PyraMax Bank and other banks are partnering with other financial service agencies to offer CDARS. The term is short for the Certificate of Deposit Account Registry Service, and what they do is essentially divide the assets of the instrument among several banks so that each bank’s share is at or below the $250,000 limit.

For example, if you wanted to put $2 million into a CD with your participating bank, the program could then turn that into eight individual security interests, each totaling $250,000. Your bank might have one security interest up to $250,000, and one would be imputed to each of several other participating banks. But instead of having to deal with all eight banks, you only have to work with your home bank, and on paper it is still a single account with all $2 million.


Another option is an online bank. Bankrate reports savings interest rates of 2% or more from some online banks, which also offer money markets and CDs. Some can offer higher savings account interest rates because they don’t have brick-and-mortar overhead costs. Bankrate periodically evaluates and rates the best of these banks; check their website at

As with traditional banks, however, they might require a higher minimum balance for the best rates. And you must do all your business electronically, so you can’t deposit cash directly, although online banks offer ATM access for cash withdrawals. Many even reimburse you (although there’s a monthly cap) if the ATM you use charges a fee.

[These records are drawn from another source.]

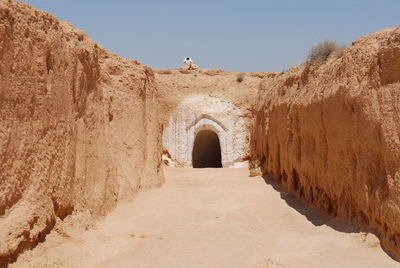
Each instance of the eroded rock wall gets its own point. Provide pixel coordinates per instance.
(79, 127)
(330, 134)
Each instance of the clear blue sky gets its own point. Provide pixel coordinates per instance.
(254, 35)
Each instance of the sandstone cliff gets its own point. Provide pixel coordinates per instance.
(78, 127)
(330, 134)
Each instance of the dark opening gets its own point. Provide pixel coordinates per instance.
(206, 150)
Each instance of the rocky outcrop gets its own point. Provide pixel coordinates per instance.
(330, 134)
(213, 100)
(79, 127)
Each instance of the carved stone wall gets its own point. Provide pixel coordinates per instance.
(198, 113)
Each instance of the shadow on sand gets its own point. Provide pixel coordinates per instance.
(314, 216)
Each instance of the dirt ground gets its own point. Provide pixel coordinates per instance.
(212, 218)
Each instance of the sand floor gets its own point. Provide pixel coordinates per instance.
(212, 218)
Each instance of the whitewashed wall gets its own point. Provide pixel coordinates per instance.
(203, 112)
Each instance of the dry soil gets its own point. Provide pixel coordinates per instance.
(212, 218)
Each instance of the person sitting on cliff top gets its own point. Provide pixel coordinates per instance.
(188, 64)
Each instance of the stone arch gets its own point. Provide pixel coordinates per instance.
(198, 113)
(206, 152)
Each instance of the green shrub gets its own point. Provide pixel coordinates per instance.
(323, 50)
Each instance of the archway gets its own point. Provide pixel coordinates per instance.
(206, 150)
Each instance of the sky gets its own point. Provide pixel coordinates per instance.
(244, 36)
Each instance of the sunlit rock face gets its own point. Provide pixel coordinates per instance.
(199, 113)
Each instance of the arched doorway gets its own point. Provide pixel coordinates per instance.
(206, 150)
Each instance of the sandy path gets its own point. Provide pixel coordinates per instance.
(212, 218)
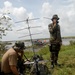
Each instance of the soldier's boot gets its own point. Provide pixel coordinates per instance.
(52, 65)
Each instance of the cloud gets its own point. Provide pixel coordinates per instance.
(65, 12)
(64, 9)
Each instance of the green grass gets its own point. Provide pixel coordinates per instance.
(66, 58)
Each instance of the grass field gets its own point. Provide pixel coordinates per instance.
(66, 58)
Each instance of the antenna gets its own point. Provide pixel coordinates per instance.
(27, 21)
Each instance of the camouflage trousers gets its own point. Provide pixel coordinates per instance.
(54, 49)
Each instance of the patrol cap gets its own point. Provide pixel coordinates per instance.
(55, 17)
(20, 45)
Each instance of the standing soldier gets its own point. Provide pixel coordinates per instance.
(55, 40)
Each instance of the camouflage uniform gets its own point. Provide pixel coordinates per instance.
(55, 41)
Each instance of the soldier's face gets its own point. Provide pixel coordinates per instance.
(54, 20)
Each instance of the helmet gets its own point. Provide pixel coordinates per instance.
(55, 17)
(20, 45)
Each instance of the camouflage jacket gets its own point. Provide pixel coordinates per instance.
(55, 35)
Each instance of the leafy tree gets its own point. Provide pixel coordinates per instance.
(5, 25)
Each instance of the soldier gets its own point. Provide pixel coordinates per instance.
(55, 40)
(9, 59)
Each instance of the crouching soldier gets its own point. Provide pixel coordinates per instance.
(9, 59)
(55, 40)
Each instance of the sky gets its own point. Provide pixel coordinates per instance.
(22, 9)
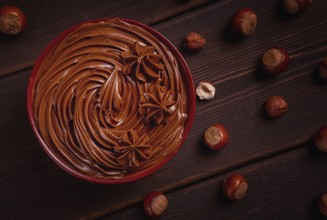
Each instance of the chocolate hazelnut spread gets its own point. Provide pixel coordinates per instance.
(110, 99)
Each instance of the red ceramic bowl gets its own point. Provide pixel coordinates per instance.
(57, 157)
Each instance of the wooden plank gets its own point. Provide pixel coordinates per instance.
(47, 19)
(30, 179)
(286, 186)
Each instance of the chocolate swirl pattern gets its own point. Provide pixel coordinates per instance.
(110, 99)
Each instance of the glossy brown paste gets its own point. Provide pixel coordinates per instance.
(109, 97)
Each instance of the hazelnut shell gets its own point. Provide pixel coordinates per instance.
(193, 42)
(235, 186)
(216, 137)
(12, 20)
(155, 204)
(244, 22)
(276, 106)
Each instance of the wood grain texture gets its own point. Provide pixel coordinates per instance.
(34, 185)
(286, 186)
(47, 19)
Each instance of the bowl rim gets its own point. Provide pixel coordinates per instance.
(190, 91)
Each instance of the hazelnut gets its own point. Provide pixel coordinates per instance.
(276, 106)
(216, 136)
(12, 20)
(244, 22)
(296, 6)
(155, 204)
(323, 204)
(235, 186)
(321, 139)
(194, 42)
(275, 60)
(323, 69)
(205, 90)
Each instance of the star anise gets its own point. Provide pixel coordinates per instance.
(132, 149)
(143, 61)
(156, 104)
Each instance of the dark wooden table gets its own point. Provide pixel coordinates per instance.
(286, 173)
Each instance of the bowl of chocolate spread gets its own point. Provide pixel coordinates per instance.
(111, 100)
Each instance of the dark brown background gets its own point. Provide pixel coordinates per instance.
(285, 172)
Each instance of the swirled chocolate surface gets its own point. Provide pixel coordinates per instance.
(110, 99)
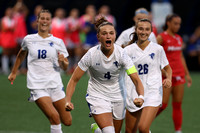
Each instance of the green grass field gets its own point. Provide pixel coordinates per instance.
(17, 115)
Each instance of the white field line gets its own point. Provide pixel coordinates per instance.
(19, 132)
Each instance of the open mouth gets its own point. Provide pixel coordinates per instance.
(108, 42)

Before choosing an online bank, carefully research fees for transactions, monthly account maintenance or falling below a minimum balance. A miscalculation could undercut any financial advantages you gain. And consider whether you are more comfortable working with a banker who can give you advice on the unique circumstances of your business.


If your objective is absolute safety, you’re better off sticking with a bank account of some kind. But as long as your funds are spread around, you could consider some additional options. They might make you money, but they aren’t insured the way banks are. So you could lose money, too.

Dividend stocks are one of those options. Companies that pay dividends on their stock are usually thought to be more stable overall, so in addition to paying periodic dividends, their price may appreciate in a generally favorable market. Think tortoise, not hare.

But never put money in any particular investment unless you can afford to lose it all. The most rock-solid company could be one catastrophic event away from collapse, from a natural disaster, financial scandal or unexpected competitive disruptor. So whatever you do, don’t consider those your short- or even medium-term emergency reserves.